Chapter 15

Something was wrong. Very wrong.

The Outcast couldn’t put his finger on it, but the curdling foreboding that kept swelling within his bowels warned him something just wasn’t right, and he’d better act fast before a chain reaction of catastrophes began.

But what? What? What was wrong and what should he do to right it?

For the first time in a long while, he became deeply discombobulated.

After he had snatched the boy from his bedroom and placed him in the backseat of his SUV, all doors locked, he had intended to return to the woman’s house, where the two deputies were. Had intended to return so as to kill them both. Returned he had, but killing both sheriff’s officers he hadn’t. He had fatally wounded one and then run off without even making an attempt to do the second officer in.

He had never left a job unfinished. Never. Until tonight.
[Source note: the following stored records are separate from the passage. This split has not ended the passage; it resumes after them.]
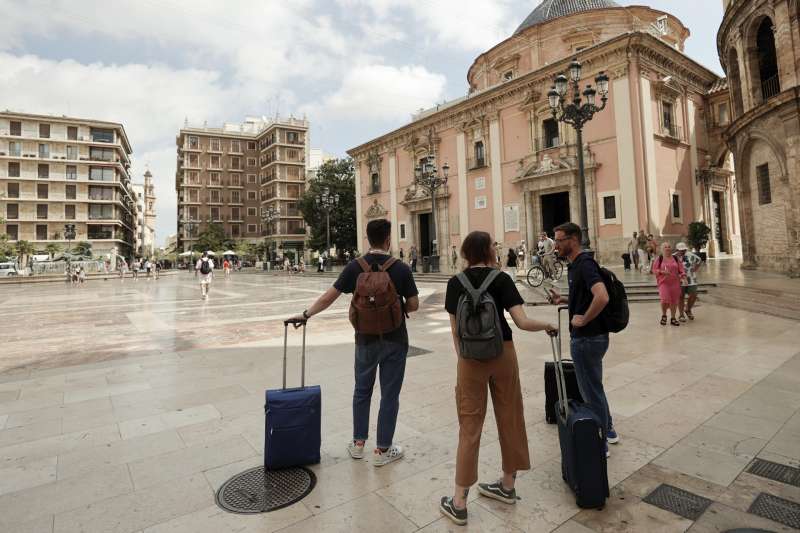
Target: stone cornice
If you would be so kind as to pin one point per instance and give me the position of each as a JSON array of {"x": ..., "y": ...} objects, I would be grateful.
[{"x": 611, "y": 54}]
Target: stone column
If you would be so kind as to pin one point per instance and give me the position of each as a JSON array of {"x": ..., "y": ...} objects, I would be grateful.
[
  {"x": 393, "y": 218},
  {"x": 463, "y": 197},
  {"x": 360, "y": 244},
  {"x": 497, "y": 183}
]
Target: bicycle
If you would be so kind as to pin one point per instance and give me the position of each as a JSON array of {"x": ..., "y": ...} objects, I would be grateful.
[{"x": 538, "y": 273}]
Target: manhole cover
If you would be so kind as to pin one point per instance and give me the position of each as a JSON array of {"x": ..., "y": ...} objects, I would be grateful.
[
  {"x": 254, "y": 492},
  {"x": 775, "y": 472},
  {"x": 784, "y": 512},
  {"x": 414, "y": 351},
  {"x": 678, "y": 501}
]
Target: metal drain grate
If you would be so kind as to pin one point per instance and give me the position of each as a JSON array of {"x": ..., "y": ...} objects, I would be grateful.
[
  {"x": 678, "y": 501},
  {"x": 775, "y": 472},
  {"x": 414, "y": 351},
  {"x": 784, "y": 512},
  {"x": 253, "y": 492}
]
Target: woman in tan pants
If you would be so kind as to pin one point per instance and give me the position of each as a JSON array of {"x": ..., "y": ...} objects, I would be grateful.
[{"x": 477, "y": 378}]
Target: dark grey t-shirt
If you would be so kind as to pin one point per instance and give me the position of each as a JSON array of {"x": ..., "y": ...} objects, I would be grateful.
[{"x": 403, "y": 281}]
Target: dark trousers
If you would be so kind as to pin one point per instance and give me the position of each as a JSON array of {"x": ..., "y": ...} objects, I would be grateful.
[
  {"x": 587, "y": 354},
  {"x": 388, "y": 359}
]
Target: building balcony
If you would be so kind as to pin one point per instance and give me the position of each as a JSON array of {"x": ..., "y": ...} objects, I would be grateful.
[{"x": 672, "y": 132}]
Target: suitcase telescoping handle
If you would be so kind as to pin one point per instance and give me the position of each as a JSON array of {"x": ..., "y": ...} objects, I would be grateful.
[
  {"x": 561, "y": 384},
  {"x": 296, "y": 322}
]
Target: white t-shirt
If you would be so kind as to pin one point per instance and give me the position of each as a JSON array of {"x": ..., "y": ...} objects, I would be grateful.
[{"x": 205, "y": 278}]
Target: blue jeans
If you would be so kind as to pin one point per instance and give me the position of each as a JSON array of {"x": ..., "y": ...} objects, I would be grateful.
[
  {"x": 587, "y": 354},
  {"x": 390, "y": 359}
]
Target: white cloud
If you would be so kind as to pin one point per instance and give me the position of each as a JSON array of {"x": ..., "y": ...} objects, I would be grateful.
[
  {"x": 380, "y": 93},
  {"x": 471, "y": 25},
  {"x": 150, "y": 101}
]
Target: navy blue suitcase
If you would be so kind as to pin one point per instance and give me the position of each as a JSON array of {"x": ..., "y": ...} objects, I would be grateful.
[
  {"x": 293, "y": 435},
  {"x": 583, "y": 443}
]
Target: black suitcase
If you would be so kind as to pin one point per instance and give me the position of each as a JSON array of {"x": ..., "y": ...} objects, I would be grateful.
[
  {"x": 582, "y": 439},
  {"x": 551, "y": 387},
  {"x": 293, "y": 419}
]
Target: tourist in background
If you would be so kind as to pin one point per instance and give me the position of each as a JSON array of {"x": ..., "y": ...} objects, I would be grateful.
[
  {"x": 669, "y": 275},
  {"x": 641, "y": 250},
  {"x": 511, "y": 264},
  {"x": 691, "y": 264},
  {"x": 204, "y": 269}
]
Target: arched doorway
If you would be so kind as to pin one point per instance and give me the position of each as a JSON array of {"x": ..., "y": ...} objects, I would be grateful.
[
  {"x": 764, "y": 77},
  {"x": 735, "y": 83}
]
What had come upon him? Why did he become so restless at that instant-at the very instant when he could have cut down two more enemies? And why had that antsy feeling haunted him till this very moment?

Sitting in the gloom of his room, he felt distraught.

Now, he was shaking. Shaking with rage and frustration. Rage because he had just failed himself for the first time since the start of this purging mission; frustration because he just couldn’t figure out why everything had started sliding south.

He rose from his recliner, dashed across the blackness of his den, blood pulsing through the veins on his temples. The thin-layered darkness in the lightless room blended into the thick one building up inside him.

What should he do?

First, he would need to find a way to decipher the problem. Then, he would have to understand the best action to take to quench the fire so as to prevent himself from being ravaged.

He walked out of his den, going toward the pantry now, going to fall off the wagon and relapse into his past life. For almost two years, he had been a teetotaler, an exercise engineered as part of the rituals he had to fulfill in order to accomplish his mission. However, two weeks ago, he had stowed away two bottles of his two favorite wines (in his past life). He had done so with the hope that soon, he would have a one-shot celebration, drinking with his True Blood as they both toasted the absolute fall of their enemies, but he hadn’t gotten the wines for the purpose of permanently falling off the wagon.

Steering clear of the deception and clutches of the bottle had enabled him to think and act with precision. But tonight, he might just as well fall into the hole of the bottle once more, because the power of reasoning had been stolen away from him. He just couldn’t think.

Tonight, his composure was falling apart.

He opened the cabinet, brought out one of the bottles, but quickly replaced it in its niche. He closed the cabinet door and ran out of the pantry.

He dashed across to his recliner and fell upon it. With his face buried in his hands, he let out a deep growl of frustration.

From a room, Robert Smallwood was shouting something in an urgent and sonorous voice.